Commentary on the Book of Exodus

First Discourse


by Saint Cyril of Alexandria
Edited, translated and vocabulary by Evie Zachariades-Holmberg


Series: Patristics and Ecclesiastical Texts and Translations, 2

Paperback (August 2010)

ISBN: 978-1-933275-47-5

Price: $14.95 + S&H (USD)


This edition of St. Cyril of Alexandria's Commentary on the Book of Exodus: First Discourse is intended to serve as an introduction to the complexity of Greek forms of diction as they develop in Christian literature in the first four centuries of the Christian Era. The main focus is the translation (for the first time in English) of the Commentary on the Birth of Moses — First Discourse — composed by St. Cyril of Alexandria in the fourth century ad. A list of the basic vocabulary used by Cyril is included. This book is the second in a series of publications of translation and commentary of texts from the early Christian period, which present challenges in their grammatical construction, illustrate the development of the Greek language from the Classical Attic to Modern Greek, and can be used as study guides for a diachronic approach of Greek Literature. These publications are also intended to be used as textbooks for advanced studies in Ancient, Early Christian and Byzantine Greek since they exhibit a great variety of forms of diction, an impressive wealth of vocabulary and they illustrate the complexity and occasionally the difficulty of expression when the authors regress into archaic styles in order to impress their audiences. This is the reason why a diachronic and interdisciplinary approached has been adopted in the Introduction, tracing the development of the Greek language from the Koine to Modern Greek and comparing it to its origins in Classical Attic.

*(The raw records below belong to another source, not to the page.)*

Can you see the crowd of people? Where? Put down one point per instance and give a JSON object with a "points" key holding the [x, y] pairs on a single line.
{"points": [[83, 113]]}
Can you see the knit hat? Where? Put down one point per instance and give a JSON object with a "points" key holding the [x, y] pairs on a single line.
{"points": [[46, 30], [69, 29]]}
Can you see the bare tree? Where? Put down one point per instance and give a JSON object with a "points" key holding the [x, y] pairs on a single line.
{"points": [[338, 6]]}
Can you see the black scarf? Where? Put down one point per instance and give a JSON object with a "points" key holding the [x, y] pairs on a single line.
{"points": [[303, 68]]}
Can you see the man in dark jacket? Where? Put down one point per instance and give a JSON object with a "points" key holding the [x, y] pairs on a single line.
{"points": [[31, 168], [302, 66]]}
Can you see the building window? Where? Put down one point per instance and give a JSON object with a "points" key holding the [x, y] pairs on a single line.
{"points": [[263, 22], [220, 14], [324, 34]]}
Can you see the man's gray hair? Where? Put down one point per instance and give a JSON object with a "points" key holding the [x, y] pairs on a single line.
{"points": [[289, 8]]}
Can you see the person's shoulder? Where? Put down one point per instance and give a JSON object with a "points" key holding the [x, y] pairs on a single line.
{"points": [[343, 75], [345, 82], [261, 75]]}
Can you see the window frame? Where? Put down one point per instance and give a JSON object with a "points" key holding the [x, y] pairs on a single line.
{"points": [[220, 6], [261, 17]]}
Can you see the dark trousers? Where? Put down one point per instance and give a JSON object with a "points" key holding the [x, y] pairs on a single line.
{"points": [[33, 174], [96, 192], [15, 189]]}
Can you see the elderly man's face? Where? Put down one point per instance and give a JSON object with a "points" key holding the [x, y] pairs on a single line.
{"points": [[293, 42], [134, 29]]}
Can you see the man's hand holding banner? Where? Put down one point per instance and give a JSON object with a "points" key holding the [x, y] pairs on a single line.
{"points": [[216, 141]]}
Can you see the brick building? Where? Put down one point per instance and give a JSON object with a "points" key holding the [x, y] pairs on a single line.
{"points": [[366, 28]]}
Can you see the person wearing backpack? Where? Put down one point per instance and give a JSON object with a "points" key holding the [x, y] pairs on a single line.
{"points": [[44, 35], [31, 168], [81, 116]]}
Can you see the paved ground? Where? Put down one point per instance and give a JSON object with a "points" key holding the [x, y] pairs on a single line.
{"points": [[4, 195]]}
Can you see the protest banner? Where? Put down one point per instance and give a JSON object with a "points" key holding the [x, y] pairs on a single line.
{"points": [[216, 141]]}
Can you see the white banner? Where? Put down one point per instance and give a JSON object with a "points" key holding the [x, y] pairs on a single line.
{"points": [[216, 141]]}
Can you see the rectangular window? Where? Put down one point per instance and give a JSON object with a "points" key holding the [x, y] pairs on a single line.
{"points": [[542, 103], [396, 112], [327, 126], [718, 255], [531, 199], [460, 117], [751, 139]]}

Professor Evie Zachariades-Holmberg is jointly appointed in both Schools, the Hellenic College and Holy Cross Greek Orthodox School of Theology, Brookline, MA, as Professor of Classics and Ecclesiastical Greek. She is a graduate of the University of Athens (BA) and of Boston University (MA and PhD). She is distinguished as a language and art expert, and as author of Greek texts of Classical, Hellenistic, Byzantine and Modern Greek origin, as well as diachronic and comparative historical studies. Apart from teaching Classical Greek and courses related to her expertise, she has also worked for years as director of research projects and art conservator at the Fog Art Museum Harvard University, L.A. County Museum and the Museum of Fine Arts in Boston.